Anticipating the End Result
The current dimensions of the dataset can be obtained using the following query:
dim(poultry_clean)[1] 600 4
We see that this is a 600 x 4 dataset. To pivot the data into a shorter and wider form, the Month column can be expanded. Consequently, the new dimensions would become 50 x 14. This form is much more readable and tidy.
Pivoting the Data
The pivot_wider() function is used to pivot the data into the shorter and wider form using the below query. Additionally, the below query arranges data in ascending order of Year.
poultry_wide <- poultry_clean %>%
pivot_wider(names_from = "Month", values_from = "Price_Dollar") %>%
arrange(Year)
poultry_wide# A tibble: 50 × 14
Product Year January February March April May June July August September
<chr> <dbl> <dbl> <dbl> <dbl> <dbl> <dbl> <dbl> <dbl> <dbl> <dbl>
1 Whole 2004 1.98 1.98 2.09 2.12 2.14 2.16 2.17 2.17 2.17
2 B/S Br… 2004 6.46 6.42 6.42 6.42 6.42 6.41 6.42 6.42 6.42
3 Bone-i… 2004 3.90 3.90 3.90 3.90 3.90 3.90 3.90 3.90 3.90
4 Whole … 2004 1.94 1.94 1.94 1.94 1.94 2.02 2.04 2.04 2.04
5 Thighs 2004 2.03 2.03 2.03 2.03 2.03 2.00 2.00 2.00 2.00
6 Whole 2005 2.17 2.17 2.17 2.17 2.17 2.17 2.17 2.17 2.17
7 B/S Br… 2005 6.44 6.46 6.46 6.46 6.46 6.46 6.46 6.46 6.46
8 Bone-i… 2005 3.90 3.90 3.90 3.90 3.90 3.90 3.90 3.90 3.90
9 Whole … 2005 2.04 2.04 2.04 2.04 2.04 2.04 2.04 2.04 2.04
10 Thighs 2005 2.13 2.22 2.22 2.22 2.22 2.22 2.22 2.22 2.22
# ℹ 40 more rows
# ℹ 3 more variables: October <dbl>, November <dbl>, December <dbl>
The dimensions of the pivoted dataset can be checked to match the anticipated end result as a sanity check.
dim(poultry_wide)[1] 50 14
Visualizing the Data
The following plots have not been plotted for the “poultry_tidy” dataset in any of the previous challenges, especially the facet_wrap functionality which I’ll be plotting for the first time.
poultry_clean$Month <- factor(poultry_clean$Month, levels = month.name)
mean_prices <- poultry_clean %>%
group_by(Product, Year) %>%
summarize(mean_price = mean(Price_Dollar, na.rm = T))
# Create the plot
ggplot(mean_prices, aes(x = Year, y = mean_price, color = Product)) +
geom_line(size = 1, linetype = "dashed") +
facet_wrap(~ Product, scales = "free") +
scale_color_okabeito(name="Chicken Cuts") +
labs(x = "Year", y = "Mean Price", title = "Trend of Mean Prices\n Across Years by Product") +
ggthemes::theme_few() +
theme(plot.title = element_text(hjust=0.5),
axis.text.x = element_text(angle = 45, hjust = 1))Why Choose a Line Plot?
A line plot allows viewing the trend of mean prices of a particular product across multiple years.
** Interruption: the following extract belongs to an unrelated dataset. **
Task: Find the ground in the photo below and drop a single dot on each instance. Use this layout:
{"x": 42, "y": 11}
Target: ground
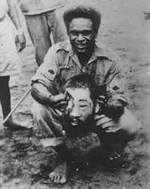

Additionally, using the facet_wrap ggplot function allows grouping the plots by the products. In this plot, the dashed line with a size of 1 has been plotted along with the theme_few function of the ggthemes package. The title has also been centered to make it easier to read.
ggplot(poultry_clean, aes(x = as.factor(Year), y = Price_Dollar, color = Product)) +
geom_point(position = position_jitter(width = 0.3, height = 0), size = 2, alpha=.65) +
labs(title = "Scatter Plot of Prices (2004-2013)\n for All Months by Product",
x = "Year",
y = "Price") +
scale_color_okabeito(name="Chicken Cuts") +
theme_minimal() +
theme(plot.title = element_text(hjust=0.5))Why Choose a Scatter Plot?
A scatter plot allows viewing the entire table (instead of a consolidated value like a mean) in a single plot. Not only is the trend for a particular product visible across years but the trend within a particular year is visible too. By setting the height=0 of the jitter position, points are not overlapped with other products. In this plot, experimentation has been done with the geom_point function to make the plot look as clear and visually appealing as possible. Additionally, the plot title is center justified to improve the visual.